NOTE 13A: Actually, the common ancestor may have lived some time before the physical separation of the two populations, and so the rate will be lower than this. The estimated rate is uncertain both because we do not know exactly when the common ancestor lived and because the number of mutations that have occurred is random.
NOTE 13B: Any number of other scenarios could be imagined, involving more recombination events and/or more mutations. Which scenario is most likely depends on the relative plausibility of recombination or mutation. If we know the relative rates of mutation and recombination, then we can weight them appropriately. Under the hypothesis shown here, some mutations occur twice (e.g., position 12 changes between a and c, and also between j and m).

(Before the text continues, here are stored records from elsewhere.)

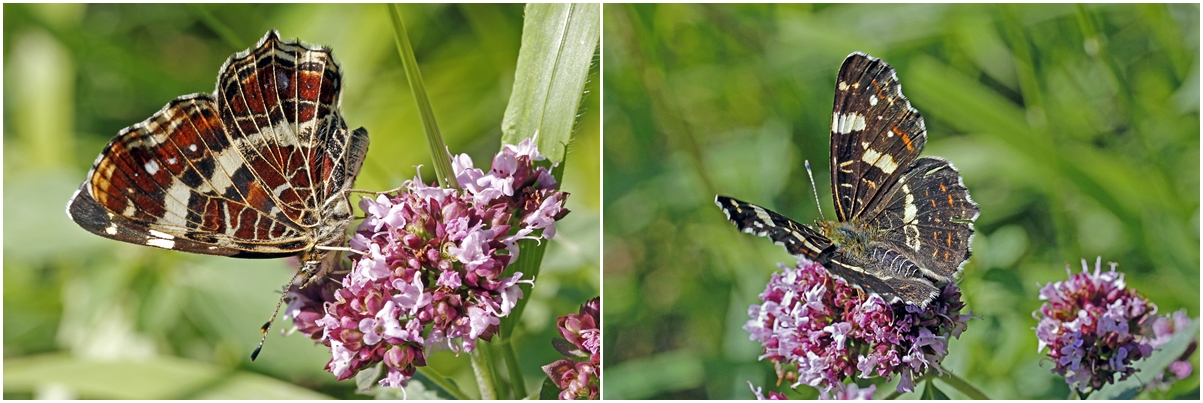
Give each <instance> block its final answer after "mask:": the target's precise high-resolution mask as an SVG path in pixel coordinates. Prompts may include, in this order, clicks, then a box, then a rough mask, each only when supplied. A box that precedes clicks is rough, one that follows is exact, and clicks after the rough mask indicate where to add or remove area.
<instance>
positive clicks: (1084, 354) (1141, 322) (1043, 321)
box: [1032, 257, 1168, 392]
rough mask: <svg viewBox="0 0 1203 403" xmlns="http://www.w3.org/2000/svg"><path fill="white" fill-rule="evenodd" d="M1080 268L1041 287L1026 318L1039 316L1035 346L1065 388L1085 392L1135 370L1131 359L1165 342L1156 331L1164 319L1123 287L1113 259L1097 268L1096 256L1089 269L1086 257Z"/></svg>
mask: <svg viewBox="0 0 1203 403" xmlns="http://www.w3.org/2000/svg"><path fill="white" fill-rule="evenodd" d="M1081 266H1083V269H1081V272H1080V273H1077V274H1069V278H1068V279H1066V280H1062V281H1054V283H1049V284H1047V285H1045V286H1043V288H1041V294H1039V298H1041V300H1043V301H1044V304H1043V306H1041V308H1039V309H1038V310H1036V312H1033V313H1032V316H1035V318H1036V319H1038V320H1039V322H1038V324H1037V325H1036V327H1035V331H1036V337H1037V339H1038V340H1039V344H1038V346H1037V349H1038V351H1043V350H1045V349H1048V356H1049V357H1050V358H1053V361H1054V362H1055V367H1054V368H1053V372H1054V373H1057V374H1061V375H1063V377H1065V378H1066V381H1067V383H1068V384H1069V386H1071V387H1074V389H1077V390H1078V391H1081V392H1090V391H1095V390H1098V389H1100V387H1102V386H1103V385H1107V384H1110V383H1114V381H1116V380H1122V379H1126V378H1128V377H1131V375H1132V374H1133V373H1136V368H1134V367H1133V366H1132V363H1133V362H1136V361H1138V360H1140V358H1144V357H1146V356H1149V354H1151V352H1152V350H1154V349H1155V348H1157V346H1160V345H1161V343H1165V342H1167V340H1168V332H1166V328H1165V327H1162V328H1160V330H1158V327H1161V326H1163V324H1165V322H1160V318H1156V316H1154V314H1155V313H1156V312H1157V306H1155V304H1154V303H1152V302H1149V300H1148V298H1145V297H1144V296H1142V295H1140V294H1139V292H1137V291H1136V290H1132V289H1127V288H1126V284H1125V283H1124V273H1120V272H1118V271H1115V266H1116V265H1115V263H1110V271H1108V272H1103V271H1102V257H1098V259H1097V260H1096V261H1095V269H1094V272H1091V271H1090V267H1089V266H1088V265H1086V260H1083V261H1081ZM1066 271H1067V272H1068V267H1067V268H1066ZM1161 336H1166V338H1161ZM1116 377H1118V378H1116Z"/></svg>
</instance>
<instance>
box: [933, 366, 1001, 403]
mask: <svg viewBox="0 0 1203 403" xmlns="http://www.w3.org/2000/svg"><path fill="white" fill-rule="evenodd" d="M936 378H938V379H940V380H943V381H944V384H948V386H952V387H953V389H955V390H958V391H961V393H965V396H968V397H970V398H971V399H974V401H989V399H990V398H989V397H986V396H985V393H982V391H980V390H978V389H977V387H973V385H970V383H967V381H965V379H961V378H960V377H956V374H954V373H950V372H949V373H944V374H943V375H940V377H936Z"/></svg>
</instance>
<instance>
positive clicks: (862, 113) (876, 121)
mask: <svg viewBox="0 0 1203 403" xmlns="http://www.w3.org/2000/svg"><path fill="white" fill-rule="evenodd" d="M926 142H928V130H926V129H925V128H924V124H923V117H920V115H919V112H918V111H915V109H914V108H912V107H911V101H907V99H906V96H902V87H901V85H900V84H899V79H897V75H895V73H894V69H893V67H890V65H888V64H885V61H882V60H878V59H876V58H873V57H870V55H867V54H864V53H859V52H858V53H853V54H851V55H848V58H847V59H845V60H843V66H842V67H840V75H838V77H837V78H836V89H835V102H834V105H832V113H831V186H832V191H831V195H832V198H834V201H835V209H836V213H837V214H838V219H840V221H849V220H852V219H853V218H855V217H859V215H860V214H861V213H863V212H864V209H865V207H866V206H870V205H872V202H873V201H875V200H876V198H877V197H879V195H881V192H882V191H883V190H885V189H889V188H890V185H893V184H894V182H896V180H897V177H899V174H900V173H901V172H902V171H903V170H906V168H907V167H908V166H909V165H911V162H912V161H913V160H914V159H915V158H917V156H918V155H919V153H921V152H923V146H924V144H925V143H926Z"/></svg>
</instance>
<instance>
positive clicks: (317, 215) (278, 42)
mask: <svg viewBox="0 0 1203 403" xmlns="http://www.w3.org/2000/svg"><path fill="white" fill-rule="evenodd" d="M342 84H343V73H342V71H340V70H339V66H338V63H337V61H334V58H333V55H332V54H331V52H330V49H327V48H322V47H310V46H306V45H303V43H301V42H298V41H291V42H285V41H282V40H280V37H279V32H277V31H274V30H272V31H269V32H267V34H266V35H265V36H263V38H262V40H260V41H259V45H256V46H255V47H254V48H253V49H247V51H243V52H238V53H236V54H235V55H233V57H231V58H230V59H227V60H226V63H225V64H224V65H223V66H221V69H220V70H219V75H218V84H217V90H215V91H214V93H213V94H191V95H184V96H180V97H177V99H176V100H173V101H171V102H168V103H167V105H166V106H164V107H162V109H160V111H159V112H156V113H155V114H153V115H152V117H150V118H149V119H147V120H143V122H141V123H137V124H135V125H132V126H129V128H125V129H123V130H122V131H119V132H118V134H117V137H114V138H113V140H112V141H111V142H109V143H108V144H107V146H105V148H103V150H101V152H100V156H97V158H96V160H95V162H94V164H93V166H91V170H90V171H89V172H88V176H87V179H84V182H83V184H82V185H79V189H78V190H76V192H75V195H72V196H71V200H70V201H69V202H67V215H69V217H71V219H72V220H75V221H76V224H78V225H79V226H81V227H83V229H84V230H88V231H89V232H91V233H95V235H99V236H102V237H106V238H111V239H117V241H122V242H129V243H134V244H140V245H149V247H156V248H162V249H171V250H180V251H188V253H195V254H206V255H224V256H232V257H249V259H263V257H283V256H298V257H300V260H301V262H302V272H301V273H304V274H306V275H307V277H309V278H315V275H316V274H318V273H319V271H320V267H321V266H322V261H324V260H326V257H327V256H334V255H333V254H331V250H340V249H345V248H342V244H343V243H344V241H345V237H346V227H348V225H350V223H351V220H352V214H354V213H352V209H351V205H350V201H349V200H348V191H349V190H350V189H351V185H352V183H354V182H355V177H356V176H357V174H358V172H360V167H361V166H362V165H363V159H365V156H366V155H367V149H368V132H367V130H365V129H363V128H360V129H356V130H355V131H348V129H346V124H345V123H344V122H343V117H342V112H340V108H339V103H340V100H342ZM277 309H278V307H277ZM273 319H274V314H273ZM269 325H271V321H268V324H267V325H265V326H263V328H262V331H263V332H266V331H267V327H268V326H269ZM260 346H262V343H260ZM257 352H259V349H256V350H255V355H257ZM251 360H254V355H253V356H251Z"/></svg>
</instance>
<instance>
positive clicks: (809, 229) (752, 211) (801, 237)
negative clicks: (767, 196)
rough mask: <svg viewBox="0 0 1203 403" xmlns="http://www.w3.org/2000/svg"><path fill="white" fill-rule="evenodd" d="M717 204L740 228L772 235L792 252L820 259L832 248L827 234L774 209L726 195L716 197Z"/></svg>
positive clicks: (744, 230)
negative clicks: (820, 231)
mask: <svg viewBox="0 0 1203 403" xmlns="http://www.w3.org/2000/svg"><path fill="white" fill-rule="evenodd" d="M715 205H718V207H719V208H722V209H723V213H727V219H728V220H730V221H731V223H733V224H735V226H736V227H739V229H740V231H743V232H747V233H752V235H755V236H761V237H769V239H772V242H774V243H777V244H778V245H782V247H784V248H786V250H787V251H789V254H790V255H794V256H805V257H806V259H810V260H816V261H818V260H820V259H824V257H825V253H830V251H831V249H832V247H831V241H829V239H828V238H826V237H824V236H822V235H819V233H818V232H814V230H812V229H810V227H807V226H805V225H802V224H799V223H798V221H794V220H792V219H789V218H787V217H784V215H781V214H777V213H776V212H774V211H770V209H766V208H764V207H760V206H757V205H752V203H747V202H743V201H739V200H735V198H731V197H727V196H717V197H715Z"/></svg>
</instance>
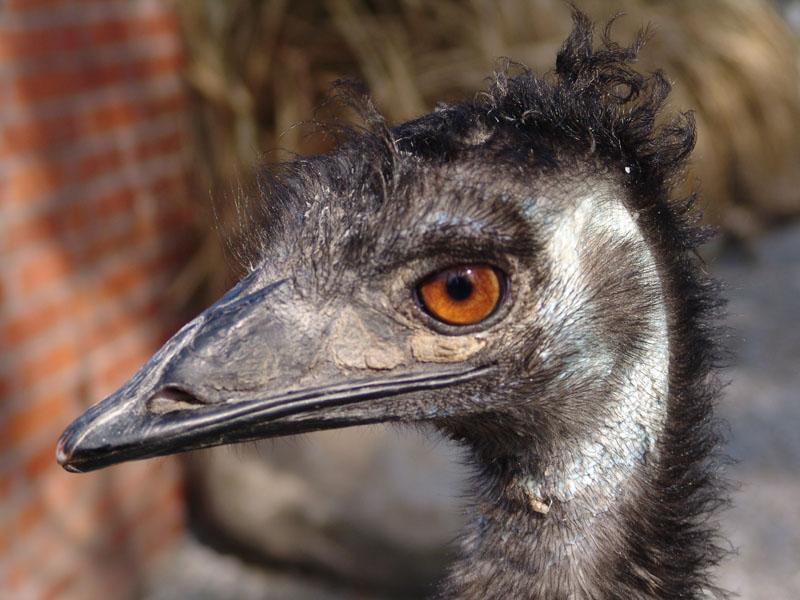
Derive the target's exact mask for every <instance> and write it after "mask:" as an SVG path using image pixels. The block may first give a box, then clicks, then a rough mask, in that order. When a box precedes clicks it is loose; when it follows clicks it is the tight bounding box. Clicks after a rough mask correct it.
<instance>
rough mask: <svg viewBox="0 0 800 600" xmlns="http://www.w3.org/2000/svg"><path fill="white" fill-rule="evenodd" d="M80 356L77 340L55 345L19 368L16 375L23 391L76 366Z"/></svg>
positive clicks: (20, 385) (17, 370) (19, 366)
mask: <svg viewBox="0 0 800 600" xmlns="http://www.w3.org/2000/svg"><path fill="white" fill-rule="evenodd" d="M80 356H81V352H80V348H79V347H78V341H77V340H73V339H70V340H65V341H62V342H61V343H58V344H55V345H54V346H52V347H49V348H47V350H46V351H44V352H43V353H41V354H39V355H37V356H34V357H31V358H30V359H28V360H26V361H25V362H24V363H22V364H21V365H20V366H19V367H18V369H17V372H16V375H17V377H18V379H19V383H20V386H21V387H22V388H23V389H24V388H26V387H31V386H33V385H34V384H35V383H37V382H39V381H42V379H46V378H47V377H48V376H50V375H52V374H54V373H58V372H59V371H61V370H63V369H65V368H67V367H69V366H72V365H74V364H76V363H77V361H78V360H79V357H80Z"/></svg>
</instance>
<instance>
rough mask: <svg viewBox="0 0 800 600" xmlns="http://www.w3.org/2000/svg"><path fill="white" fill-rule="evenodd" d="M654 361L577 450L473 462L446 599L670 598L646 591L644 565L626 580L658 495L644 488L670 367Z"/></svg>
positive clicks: (620, 390)
mask: <svg viewBox="0 0 800 600" xmlns="http://www.w3.org/2000/svg"><path fill="white" fill-rule="evenodd" d="M663 364H664V365H666V364H667V362H666V361H665V362H664V363H663ZM651 366H652V365H643V366H642V368H641V369H635V370H633V371H632V372H631V378H630V379H629V380H627V381H626V382H625V383H623V384H622V385H621V386H620V387H619V388H618V396H617V398H615V399H614V400H612V402H610V404H609V407H610V409H609V411H608V412H607V418H606V420H605V421H604V422H603V424H602V426H601V427H598V429H597V431H596V432H595V433H594V434H592V435H590V436H588V437H587V438H586V439H584V440H583V441H582V442H581V443H579V444H576V445H575V449H574V450H570V451H564V452H563V453H562V454H561V455H559V456H556V457H554V458H552V459H551V460H547V461H542V460H541V459H540V458H539V457H537V456H534V455H527V456H526V455H524V454H523V455H517V456H509V457H496V458H495V459H493V460H486V457H483V458H482V459H479V469H480V471H481V473H480V475H479V480H480V481H481V482H482V483H481V485H480V487H479V490H478V494H477V501H476V502H475V504H474V505H473V506H472V507H471V510H470V515H471V517H472V519H471V522H470V524H469V525H468V527H467V528H466V530H465V532H464V533H463V535H462V537H461V540H460V547H459V551H460V558H459V560H458V561H457V562H456V564H455V565H454V566H453V567H452V569H451V571H450V576H449V578H448V580H447V581H446V582H445V584H444V585H443V587H442V595H441V598H442V599H447V600H455V599H461V600H466V599H472V598H475V599H480V600H492V599H495V598H496V599H501V598H503V599H505V598H515V599H527V598H531V599H533V598H536V599H541V600H579V599H584V598H586V599H589V598H591V599H606V598H607V599H611V598H614V599H622V598H626V599H627V598H630V599H631V600H633V599H634V598H636V599H643V598H652V599H656V598H664V597H667V596H665V595H660V594H659V593H658V592H657V591H656V586H651V588H650V589H648V585H647V583H646V582H648V581H657V579H658V574H657V573H648V572H645V568H644V567H641V572H639V573H637V575H638V576H639V581H638V582H632V581H631V580H630V579H631V578H630V572H631V570H633V571H634V572H636V571H637V569H639V567H638V566H637V565H636V558H637V557H636V554H637V549H636V547H635V544H632V543H631V540H632V539H634V538H636V536H637V535H639V533H640V532H642V531H645V532H649V531H652V530H656V529H657V526H656V525H655V524H651V523H648V522H646V519H647V515H649V514H651V511H649V510H648V509H647V507H646V505H647V504H649V503H652V502H653V499H654V498H658V496H659V490H658V489H652V488H649V487H648V486H654V487H656V488H657V487H658V485H659V483H658V481H659V470H658V467H659V447H658V446H659V444H658V440H659V437H660V434H661V433H662V430H663V427H664V423H665V420H666V404H667V403H666V396H665V395H666V391H665V390H664V388H662V387H661V385H660V384H661V382H662V381H664V377H665V376H666V373H665V372H663V370H662V369H658V368H657V369H654V370H652V371H650V372H649V373H646V369H645V367H651ZM645 382H646V383H645ZM631 386H633V387H631ZM656 392H657V393H658V394H659V395H655V394H656ZM661 394H663V395H661ZM651 541H652V540H651ZM656 541H657V540H656ZM661 551H663V552H664V554H665V555H666V554H668V553H669V551H670V548H662V549H659V548H656V552H661ZM670 597H671V596H670Z"/></svg>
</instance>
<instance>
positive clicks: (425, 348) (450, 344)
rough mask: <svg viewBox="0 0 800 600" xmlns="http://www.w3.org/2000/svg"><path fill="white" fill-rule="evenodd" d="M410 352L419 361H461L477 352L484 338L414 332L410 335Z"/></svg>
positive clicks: (435, 361) (464, 359) (480, 345)
mask: <svg viewBox="0 0 800 600" xmlns="http://www.w3.org/2000/svg"><path fill="white" fill-rule="evenodd" d="M410 344H411V353H412V354H413V355H414V358H415V359H416V360H417V361H419V362H437V363H454V362H462V361H464V360H467V359H468V358H470V357H472V356H474V355H475V354H477V353H478V352H479V351H480V350H481V349H482V348H483V347H484V346H485V345H486V340H485V339H481V338H476V337H473V336H442V335H434V334H430V333H424V332H420V333H416V334H414V335H413V336H412V337H411V340H410Z"/></svg>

That is not implausible for a mutation caused by loss or gain of a restriction site, as shown here, but would be unlikely for (say) insertion of a transposable element at a particular site. Again, if we knew the relative plausibility of different kinds of mutation, we could better estimate the genealogy.
(See Table P13.3 and Figure P13.4.)
NOTE 13C: The typical distance between stop codons in random sequence is far shorter than the typical length of a protein, and so the simplest method of identifying a protein-coding gene is to look for a long open reading frame. Similarly, a duplicate copy of a gene whose function is no longer maintained by selection will soon accumulate stop codons, producing a nonfunctional pseudogene.
NOTE 13D: Such ultraconserved segments of the genome must have been maintained by purifying selection for long times, and so must have some conserved function; see, e.g., Bejerano et al. (2004).
NOTE 13E: We have assumed that all codons are equally likely, which is not at all the case. The fraction of synonymous mutations will vary with codon usage; see p. 543. Programs that estimate phylogenetic relationships from coding sequence must take such biases into account.
NOTE 13F: The robustness of the genetic code may be an adaptation, which evolved to reduce sensitivity to mutation and to errors in translation—especially, the tendency of transfer RNAs to mispair at the third position. However, it may also reflect the historical origin of the code: For example, originally, U at the first position might have coded for a single hydrophobic amino acid, and only later was the code elaborated to include five different hydrophobic amino acids. These issues are discussed briefly on pages 105, 118, and 560; for a review, see Knight et al. (2001).